Two weeks ago in this space we expressed encouragement at renewed efforts at cooperation by Newtown’s budgetmakers on the Board of Education, the Board of Finance, and the Legislative Council. Keeping the town in good financial shape requires the kind of timely and complete communication the various board members promised each other last month. The impact on taxes of all these efforts, however, is equivalent to lining up penguins on the surface of an iceberg when compared to the so-called “fixed costs” of salaries and benefits negotiated under Connecticut’s binding arbitration laws. These costs constitute the great mass of expense that lies below the waterline of every municipal budget in the state.

Once again, the state legislature is going through the motions of studying binding arbitration reform. The General Assembly’s Program Review and Investigations Committee is conducting hearings on the issue. Last week it heard another urgent plea from the Connecticut Conference of Municipalities (CCM), which is headed this year by Newtown First Selectman Herb Rosenthal. The CCM has been arguing for years that decisions by state arbitrators on local union contracts have amounted to unfunded mandates requiring local taxpayers to pay for ever-increasing contract awards settled by a system of negotiation skewed by the threat of arbitration over which local elected officials have little or no influence.

In 1992, state lawmakers made some changes to the Municipal Employees Relations Act and the Teacher Negotiation Act that gave local legislative bodies limited powers to reject arbitrated awards and made some concessions to towns and cities in the formula that determined a municipality’s ability to pay for arbitrated contracts. But even with these reforms, arbitration awards rejected by local legislative bodies would return to yet another arbitration panel for a final decision.

CCM is asking the General Assembly to allow the towns to use a system similar to what the state has approved for itself. That system would give negotiators a “fresh start” by reopening talks for more negotiation and compromise rather than submitting rejected contracts for another binding and final decision by arbitrators. The CCM’s proposal would also allow local rejection of “stipulated agreements” between school boards and teachers on certain issues within a negotiated pact, which effectively take those issues off the table when the contract is considered by the local legislative body and arbitrators.

A survey released last week by the American Federation of Teachers showed that Connecticut’s teachers are the highest-paid in the nation, with an average salary in 2003-04 of $56,516, up 4.7 percent from the year before. The state’s taxpayers can thank our current binding arbitration laws for that distinction.

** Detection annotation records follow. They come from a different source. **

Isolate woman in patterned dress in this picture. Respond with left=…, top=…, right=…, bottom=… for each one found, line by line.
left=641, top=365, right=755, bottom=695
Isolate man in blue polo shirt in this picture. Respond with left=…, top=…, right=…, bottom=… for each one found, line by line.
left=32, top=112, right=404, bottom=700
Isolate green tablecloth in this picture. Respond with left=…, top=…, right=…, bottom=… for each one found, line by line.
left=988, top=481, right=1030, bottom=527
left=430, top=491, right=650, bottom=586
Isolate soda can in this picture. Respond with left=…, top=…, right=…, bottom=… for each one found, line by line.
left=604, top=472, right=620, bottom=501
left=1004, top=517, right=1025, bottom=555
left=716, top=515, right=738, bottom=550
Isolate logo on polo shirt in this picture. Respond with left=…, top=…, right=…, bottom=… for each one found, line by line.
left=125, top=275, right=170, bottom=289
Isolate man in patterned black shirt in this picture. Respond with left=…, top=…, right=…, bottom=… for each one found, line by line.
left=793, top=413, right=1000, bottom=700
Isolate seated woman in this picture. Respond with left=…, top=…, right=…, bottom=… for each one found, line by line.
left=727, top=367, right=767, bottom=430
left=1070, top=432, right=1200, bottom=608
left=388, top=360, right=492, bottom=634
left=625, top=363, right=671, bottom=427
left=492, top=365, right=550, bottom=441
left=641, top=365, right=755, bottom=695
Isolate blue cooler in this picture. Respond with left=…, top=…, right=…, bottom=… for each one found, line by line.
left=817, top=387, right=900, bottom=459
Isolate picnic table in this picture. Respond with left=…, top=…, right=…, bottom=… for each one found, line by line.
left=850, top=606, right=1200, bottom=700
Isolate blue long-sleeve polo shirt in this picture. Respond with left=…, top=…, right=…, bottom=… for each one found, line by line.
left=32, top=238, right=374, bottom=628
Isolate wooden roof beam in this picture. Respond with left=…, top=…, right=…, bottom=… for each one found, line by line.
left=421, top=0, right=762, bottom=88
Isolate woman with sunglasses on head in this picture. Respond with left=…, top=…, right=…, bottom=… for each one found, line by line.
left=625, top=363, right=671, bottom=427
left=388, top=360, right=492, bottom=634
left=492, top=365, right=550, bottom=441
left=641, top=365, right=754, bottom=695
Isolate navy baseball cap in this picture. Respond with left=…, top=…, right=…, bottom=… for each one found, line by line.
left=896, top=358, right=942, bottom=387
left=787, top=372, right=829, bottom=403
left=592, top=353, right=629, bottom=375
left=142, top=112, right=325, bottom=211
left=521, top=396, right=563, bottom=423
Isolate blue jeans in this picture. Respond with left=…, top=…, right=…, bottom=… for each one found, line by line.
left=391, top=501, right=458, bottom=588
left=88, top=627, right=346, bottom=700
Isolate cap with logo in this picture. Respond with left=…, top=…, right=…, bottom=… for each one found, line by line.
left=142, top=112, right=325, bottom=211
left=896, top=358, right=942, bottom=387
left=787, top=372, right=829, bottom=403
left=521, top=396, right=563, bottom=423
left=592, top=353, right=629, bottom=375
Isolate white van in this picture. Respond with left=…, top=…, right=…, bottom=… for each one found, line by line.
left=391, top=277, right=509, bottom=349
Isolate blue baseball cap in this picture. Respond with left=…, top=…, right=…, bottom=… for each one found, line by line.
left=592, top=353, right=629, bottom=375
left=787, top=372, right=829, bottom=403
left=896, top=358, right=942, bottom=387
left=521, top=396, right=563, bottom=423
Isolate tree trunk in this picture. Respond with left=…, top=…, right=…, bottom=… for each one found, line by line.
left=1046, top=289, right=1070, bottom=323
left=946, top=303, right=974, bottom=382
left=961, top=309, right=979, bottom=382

We are all for rewarding excellent educators with excellent salaries and benefits, but we think the people who pay for those rewards need a greater role in their allocation. This is especially true in Newtown, where voters no longer seem to have any choice in who sits on the Board of Education, which negotiates the contracts that account for the “fixed costs” that make up 75 percent of its annual budget. Let’s all hope state legislators are swayed this year by CCM’s logic and give Connecticut’s towns and cities a fresh start toward bringing greater balance to local contract negotiations.